Correlation heatmaps • ggcorrheatmap

library(ggcorrheatmap)
library(ggplot2)
library(dplyr)
library(patchwork)

Correlation heatmaps can be made easily using the ggcorrhm() function. ggcorrhm() is a wrapper for (and shares most of its arguments with) gghm() and calculates the correlation matrix of the input to make a heatmap with gghm(). If one matrix is provided the column-column correlations are plotted. If two matrices are provided, the correlations between the columns in the two matrices are plotted. By using cor_method and cor_use, different method and use arguments can be passed to stats::cor().

ggcorrhm(mtcars)

A heatmap depicting the correlation matrix of the columns in the mtcars dataset. The colour scale goes from -1 to 1 with colours ranging from blue (skyblue2) to white to red (sienna2).

ggcorrhm(iris[1:nrow(mtcars), -5], mtcars)

A heatmap showing the correlation between the columns in the iris data (on the rows) and the columns in mtcars (on the columns).

Changing the colours

ggcorrhm() sets the fill scale to use ggplot2::scale_fill_gradient2() with limits set to [-1, 1]. Unique to ggcorrhm() are the arguments high, mid and low to control the legend colours. Like with gghm(), the bins and limits arguments create a binned scale and change the limits, respectively.

ggcorrhm(mtcars, high = "green", low = "magenta", mid = "yellow", bins = 4L)

A heatmap of the mtcars correlation matrix. The colour scale is changed to consist of 4 bins and the colours go from magenta to green.

If complete control is needed, the col_scale argument can be used to overwrite the default scale. This can be a string specifying a Brewer or Viridis scale, or a ggplot2 scale object.

plt1 <- ggcorrhm(mtcars, col_scale = "RdYlGn")

# Arguments like bins and limits still work with brewer and viridis scales
plt2 <- ggcorrhm(mtcars, col_scale = "PuOr", bins = 5L)

plt1 + plt2

Two correlation heatmaps of mtcars. The first one uses the Brewer RdYlGn palette on a continuous scale, while the second one uses the Brewer PuOr scale with the data put into discrete bins.

Changing the layout

For square heatmaps with identical dimnames (from here on just referred to as square heatmaps), the layout argument can be used to get triangular layouts. The possible layouts are full matrix, top left, top right, bottom left, and bottom right. Note that while the top right and bottom left layouts are just the top right and bottom left triangles of the square matrix, top left and bottom right layouts are actually the bottom left and top right layouts with a flipped y axis to retain the diagonal. This means that some layouts may have the y axis order reversed.

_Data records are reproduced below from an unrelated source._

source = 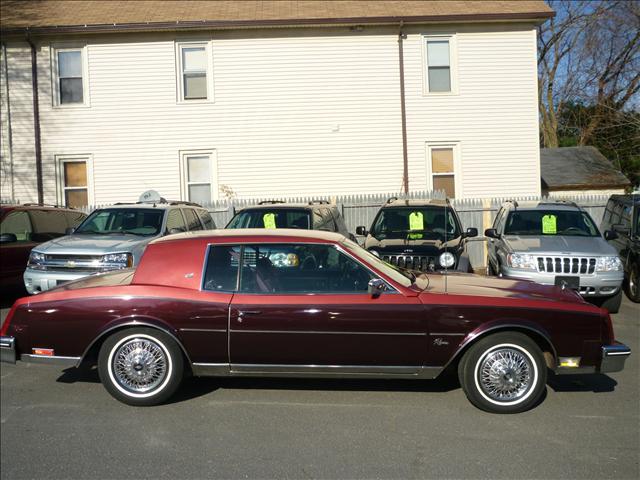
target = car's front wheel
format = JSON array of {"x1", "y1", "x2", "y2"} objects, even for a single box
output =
[
  {"x1": 98, "y1": 328, "x2": 184, "y2": 406},
  {"x1": 458, "y1": 332, "x2": 547, "y2": 413}
]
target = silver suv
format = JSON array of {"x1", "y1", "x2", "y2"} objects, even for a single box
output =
[
  {"x1": 24, "y1": 199, "x2": 216, "y2": 294},
  {"x1": 484, "y1": 201, "x2": 624, "y2": 313}
]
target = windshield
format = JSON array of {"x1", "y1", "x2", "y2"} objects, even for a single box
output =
[
  {"x1": 371, "y1": 206, "x2": 460, "y2": 241},
  {"x1": 504, "y1": 210, "x2": 600, "y2": 237},
  {"x1": 227, "y1": 208, "x2": 311, "y2": 230},
  {"x1": 342, "y1": 239, "x2": 415, "y2": 287},
  {"x1": 74, "y1": 208, "x2": 164, "y2": 236}
]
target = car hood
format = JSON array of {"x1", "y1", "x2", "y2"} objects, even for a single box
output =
[
  {"x1": 414, "y1": 272, "x2": 584, "y2": 303},
  {"x1": 504, "y1": 235, "x2": 616, "y2": 256},
  {"x1": 35, "y1": 234, "x2": 155, "y2": 255}
]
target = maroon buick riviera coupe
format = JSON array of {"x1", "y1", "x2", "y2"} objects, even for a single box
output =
[{"x1": 1, "y1": 229, "x2": 630, "y2": 413}]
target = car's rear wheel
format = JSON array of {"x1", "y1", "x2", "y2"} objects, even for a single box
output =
[
  {"x1": 98, "y1": 328, "x2": 184, "y2": 406},
  {"x1": 625, "y1": 265, "x2": 640, "y2": 303},
  {"x1": 458, "y1": 332, "x2": 547, "y2": 413}
]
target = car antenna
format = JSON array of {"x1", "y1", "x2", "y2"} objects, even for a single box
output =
[{"x1": 444, "y1": 197, "x2": 451, "y2": 293}]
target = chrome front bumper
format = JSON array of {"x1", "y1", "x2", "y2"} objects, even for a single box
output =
[
  {"x1": 600, "y1": 342, "x2": 631, "y2": 373},
  {"x1": 0, "y1": 337, "x2": 16, "y2": 363}
]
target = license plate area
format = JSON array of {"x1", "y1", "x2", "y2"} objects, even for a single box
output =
[{"x1": 555, "y1": 276, "x2": 580, "y2": 290}]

plt1 <- ggcorrhm(mtcars, layout = "topleft")
# The diagonal is displayed by default but can be hidden using the `include_diag` argument
# Layouts can be specified by the first letters e.g. br, tl, f (for full), w (whole, same as full)
plt2 <- ggcorrhm(mtcars, layout = "br", include_diag = FALSE)

plt1 + plt2

Two heatmap of the mtcars correlation matrix. The first plot shows only the top left triangle including the diagonal with names written on it (diagonal running bottom left to top right and row labels reversed compared to the previous heatmaps). The second figure has only the bottom right triangle, but without the diagonal (names are written where the diagonal would be).

Label customisation

For square matrices, the axis names are drawn on the diagonal. The show_names_diag, show_names_rows and show_names_cols arguments control where names should be drawn.

The looks of the names displayed on the diagonal of a square matrix can be adjusted with the names_diag_params argument, which takes a named list of parameters to pass to ggplot2::geom_text(). For names displayed on the x and y axes, use ggplot2::theme() on the generated plot object to change the appearance.

plt1 <- ggcorrhm(mtcars, layout = "bl", legend_order = NA, include_diag = FALSE,
                 names_diag_params = list(
                   angle = 45, vjust = 0.5, hjust = 0.5, colour = "magenta"
                 ))
# Also take vectorised input
set.seed(123)
plt2 <- ggcorrhm(mtcars, layout = "br", include_diag = FALSE,
                 names_diag_params = list(
                   angle = c(0, rep(-45, 9), -90),
                   hjust = 0.7,
                   colour = sample(c("red", "green", "blue"), 11, TRUE)
                 ))

plt1 + plt2

Legend position

The legend can be moved around by adding to the theme of the output plot using ggplot2::theme(). Use the legend.position.inside argument to move the legend to the plotting area to make use of the empty space of triangular layouts.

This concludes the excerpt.